In attesa di vedere come sarà istruito il processo in Vaticano e in che modo verranno chiamati a deporre i testimoni, si deve registrare l’insofferenza della Repubblica Dominicana, che si è lamentata che il nunzio è stato richiamato prima che lo stato potesse procedere penalmente nei suoi confronti – un dato che i media secolari non hanno mancato di notare. E c’è da registrare anche la possibilità che la stessa Polonia, nazione di origine dell’ex prelato, possa incriminarlo.

Il Vaticano però ha preso in mano l’intera situazione. “L’efficacia dell’intervento del Papa è stato possibile all’interno di una linea di rigore giuridico che da vent’anni, ossia da quando si è saputo dei primi abusi, la Chiesa ha mantenuto contro la pedofilia,” scrive Navarro Valls, un testimone di quegli anni.

Il quale sottolinea che “c’è da apprezzare la decisione di Papa Francesco ben sapendo però che essa è la logica e coerente conseguenza di un’impostazione pienamente attuata e totalmente condivisa dai suoi predecessori”.

Navarro Valls va anche oltre, mette in campo la sua esperienza di medico, cita dati. Scrive: “I dati più recenti – pur sempre insufficienti poiché la maggioranza degli abusi non è dichiarata – ci forniscono un quadro tutt’altro che rassicurante: una ragazza su tre ha subito, nei Paesi sviluppati, abusi sessuali, e un ragazzo su cinque è stato oggetto di violenza”.

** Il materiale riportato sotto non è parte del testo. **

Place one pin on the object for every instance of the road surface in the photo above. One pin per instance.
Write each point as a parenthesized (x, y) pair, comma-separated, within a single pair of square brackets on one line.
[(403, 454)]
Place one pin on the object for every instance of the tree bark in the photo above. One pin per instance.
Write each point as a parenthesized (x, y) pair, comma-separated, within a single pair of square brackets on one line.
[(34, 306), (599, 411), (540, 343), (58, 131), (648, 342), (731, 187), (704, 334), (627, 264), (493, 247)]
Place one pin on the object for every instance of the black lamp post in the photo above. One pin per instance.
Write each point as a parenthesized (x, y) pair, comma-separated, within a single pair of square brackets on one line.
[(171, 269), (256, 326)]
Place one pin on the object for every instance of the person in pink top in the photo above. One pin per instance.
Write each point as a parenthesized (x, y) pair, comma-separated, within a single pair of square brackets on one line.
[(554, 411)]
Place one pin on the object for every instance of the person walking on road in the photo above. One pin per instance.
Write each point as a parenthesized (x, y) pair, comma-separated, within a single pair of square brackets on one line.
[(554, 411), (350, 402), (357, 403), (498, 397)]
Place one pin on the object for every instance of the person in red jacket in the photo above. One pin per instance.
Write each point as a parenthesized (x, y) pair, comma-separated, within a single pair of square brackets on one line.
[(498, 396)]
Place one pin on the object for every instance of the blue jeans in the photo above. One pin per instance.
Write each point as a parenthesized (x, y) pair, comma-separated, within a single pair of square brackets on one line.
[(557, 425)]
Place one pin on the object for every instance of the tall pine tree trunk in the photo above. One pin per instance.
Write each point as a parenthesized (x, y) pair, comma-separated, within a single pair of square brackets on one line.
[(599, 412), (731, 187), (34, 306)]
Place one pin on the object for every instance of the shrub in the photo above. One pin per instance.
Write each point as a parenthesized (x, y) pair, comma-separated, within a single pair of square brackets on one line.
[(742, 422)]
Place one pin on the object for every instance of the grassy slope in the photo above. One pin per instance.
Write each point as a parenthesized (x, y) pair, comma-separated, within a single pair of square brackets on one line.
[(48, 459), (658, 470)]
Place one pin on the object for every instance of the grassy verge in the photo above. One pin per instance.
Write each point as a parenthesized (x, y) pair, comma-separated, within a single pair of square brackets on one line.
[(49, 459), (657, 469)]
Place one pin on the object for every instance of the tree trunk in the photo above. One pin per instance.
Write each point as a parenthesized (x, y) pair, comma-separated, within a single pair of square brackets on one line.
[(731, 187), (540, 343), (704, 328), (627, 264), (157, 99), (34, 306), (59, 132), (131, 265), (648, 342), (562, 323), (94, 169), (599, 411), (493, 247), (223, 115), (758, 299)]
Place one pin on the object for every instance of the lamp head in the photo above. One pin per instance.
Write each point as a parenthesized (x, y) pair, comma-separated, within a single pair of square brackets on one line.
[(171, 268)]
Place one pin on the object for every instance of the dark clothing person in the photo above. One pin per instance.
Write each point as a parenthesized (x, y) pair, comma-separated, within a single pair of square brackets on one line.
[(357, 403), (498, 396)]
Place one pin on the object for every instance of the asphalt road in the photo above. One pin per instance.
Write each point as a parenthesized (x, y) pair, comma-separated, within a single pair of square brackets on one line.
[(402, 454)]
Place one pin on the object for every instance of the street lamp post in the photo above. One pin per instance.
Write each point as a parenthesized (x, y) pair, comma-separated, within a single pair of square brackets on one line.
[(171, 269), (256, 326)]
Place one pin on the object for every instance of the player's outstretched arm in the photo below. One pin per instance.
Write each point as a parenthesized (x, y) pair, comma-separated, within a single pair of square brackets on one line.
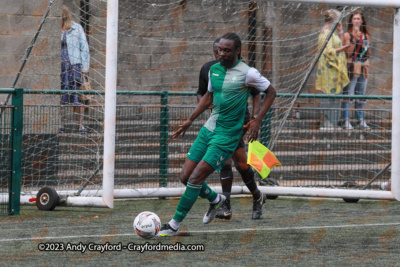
[(204, 103), (253, 127)]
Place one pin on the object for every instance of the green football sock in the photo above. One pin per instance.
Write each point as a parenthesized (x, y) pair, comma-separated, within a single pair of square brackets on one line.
[(207, 192), (187, 201)]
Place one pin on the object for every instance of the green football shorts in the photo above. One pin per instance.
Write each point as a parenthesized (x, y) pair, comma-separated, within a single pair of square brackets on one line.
[(212, 148)]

L’ex portavoce vaticano dice che il Law Enforcement Bullettin dell’FBI ha messo in luce che i casi di abuso su minori sono i meno denunciati; ricorda che la CNN ha calcolato nel 5 per cento della popolazione media i bambini sessualmente molestati, “un numero a dir poco agghiacciante”; cita gli studi di Diana Russell – secondo cui il 90 per cento degli abusi sessuali avviene in famiglia e lì resta nascosto – e l’ufficio statistico del ministero di giustizia americano (i cui dati mettono in luce come la metà dagli abusi avvenga da parte di famigliari, anche stretti).

Da medico, Navarro ci tiene anche a notare che “il profilo di un pedofilo non include mai adulti normali che sono attratti eroticamente da minori come il risultato di una astinenza temporanea protratta nel tempo. Quindi non emerge clinicamente nessun legame tra pedofilia e celibato”.

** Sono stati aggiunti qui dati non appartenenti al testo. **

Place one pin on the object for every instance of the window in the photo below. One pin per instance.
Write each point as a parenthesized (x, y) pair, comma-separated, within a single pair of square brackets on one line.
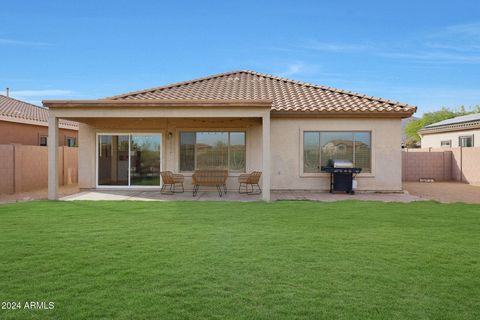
[(42, 140), (465, 141), (212, 150), (320, 148), (70, 142), (446, 143)]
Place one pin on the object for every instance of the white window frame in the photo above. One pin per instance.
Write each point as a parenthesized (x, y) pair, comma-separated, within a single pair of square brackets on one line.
[(129, 134), (303, 174), (460, 138), (449, 143)]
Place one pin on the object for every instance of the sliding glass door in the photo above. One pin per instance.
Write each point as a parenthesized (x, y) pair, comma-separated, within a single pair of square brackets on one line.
[(113, 160), (129, 160), (145, 160)]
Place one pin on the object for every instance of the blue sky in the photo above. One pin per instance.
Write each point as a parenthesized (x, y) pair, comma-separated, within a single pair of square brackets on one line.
[(425, 53)]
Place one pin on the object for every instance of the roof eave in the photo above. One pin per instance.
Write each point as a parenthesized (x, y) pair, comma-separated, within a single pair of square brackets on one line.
[(106, 103)]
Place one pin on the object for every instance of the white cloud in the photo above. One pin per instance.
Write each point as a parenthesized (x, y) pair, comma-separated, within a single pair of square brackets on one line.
[(335, 47)]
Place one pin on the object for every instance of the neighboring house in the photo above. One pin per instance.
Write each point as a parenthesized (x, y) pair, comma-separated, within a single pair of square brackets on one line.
[(240, 121), (463, 131), (27, 124)]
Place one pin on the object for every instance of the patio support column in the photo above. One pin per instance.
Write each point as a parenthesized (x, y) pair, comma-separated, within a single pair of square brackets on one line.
[(52, 142), (266, 156)]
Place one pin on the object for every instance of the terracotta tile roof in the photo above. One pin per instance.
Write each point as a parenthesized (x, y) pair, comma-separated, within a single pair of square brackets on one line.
[(19, 111), (286, 95)]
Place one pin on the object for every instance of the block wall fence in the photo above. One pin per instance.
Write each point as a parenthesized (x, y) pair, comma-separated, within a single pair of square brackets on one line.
[(445, 164)]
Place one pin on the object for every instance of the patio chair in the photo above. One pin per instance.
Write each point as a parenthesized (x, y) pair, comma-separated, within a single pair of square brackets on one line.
[(249, 179), (171, 179)]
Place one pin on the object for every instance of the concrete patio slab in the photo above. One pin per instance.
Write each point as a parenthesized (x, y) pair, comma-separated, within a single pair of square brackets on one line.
[(149, 195)]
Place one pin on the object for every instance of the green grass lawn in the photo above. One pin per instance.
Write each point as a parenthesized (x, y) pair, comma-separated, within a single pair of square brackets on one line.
[(194, 260)]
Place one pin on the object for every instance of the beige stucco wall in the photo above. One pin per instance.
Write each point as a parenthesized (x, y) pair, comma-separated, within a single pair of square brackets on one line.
[(287, 152), (170, 144), (27, 134), (433, 140), (25, 168), (286, 147)]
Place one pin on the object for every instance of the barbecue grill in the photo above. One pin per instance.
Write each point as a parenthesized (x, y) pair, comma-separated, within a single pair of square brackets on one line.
[(342, 173)]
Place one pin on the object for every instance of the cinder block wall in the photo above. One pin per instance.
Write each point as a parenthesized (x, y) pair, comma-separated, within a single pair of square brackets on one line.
[(452, 164)]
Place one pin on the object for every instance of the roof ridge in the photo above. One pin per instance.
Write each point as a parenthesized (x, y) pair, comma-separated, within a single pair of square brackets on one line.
[(21, 101), (256, 73), (317, 86), (176, 84)]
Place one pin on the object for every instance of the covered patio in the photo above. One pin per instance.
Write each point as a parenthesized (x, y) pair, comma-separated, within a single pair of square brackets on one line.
[(107, 126)]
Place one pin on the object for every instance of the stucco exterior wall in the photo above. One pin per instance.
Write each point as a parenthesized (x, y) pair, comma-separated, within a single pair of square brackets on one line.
[(433, 140), (27, 134), (286, 147), (25, 168), (170, 143), (287, 153)]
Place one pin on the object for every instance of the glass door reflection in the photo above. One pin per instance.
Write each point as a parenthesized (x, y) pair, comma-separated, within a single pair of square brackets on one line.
[(145, 160)]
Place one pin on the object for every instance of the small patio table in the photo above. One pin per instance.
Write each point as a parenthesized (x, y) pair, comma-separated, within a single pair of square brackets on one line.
[(210, 178)]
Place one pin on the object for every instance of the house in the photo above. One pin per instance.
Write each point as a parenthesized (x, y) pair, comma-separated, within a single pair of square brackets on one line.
[(463, 131), (240, 121), (27, 124)]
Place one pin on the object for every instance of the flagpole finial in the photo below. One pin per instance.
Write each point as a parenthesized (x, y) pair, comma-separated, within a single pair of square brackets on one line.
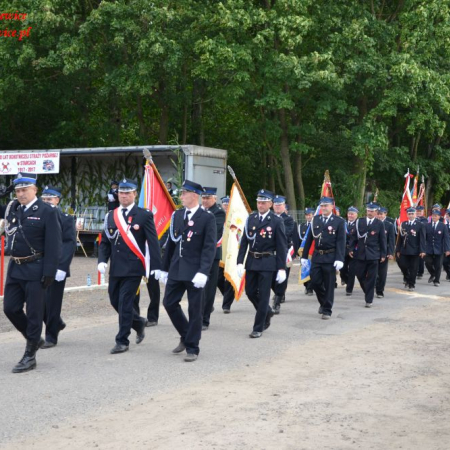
[(147, 155), (232, 172)]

Insomma, c’è bisogno di allargare l’orizzonte. “La vera malattia non è la Chiesa, ma la pedofilia”. E se “infatti è vero che la pedofilia è una piaga umana che anche la Chiesa sta conoscendo, è anche vero che la Chiesa stessa è l’unica realtà comunitaria e istituzionale che stia efficacemente intervenendo per estirparla sia penalmente, sia canonicamente e sia culturalmente.”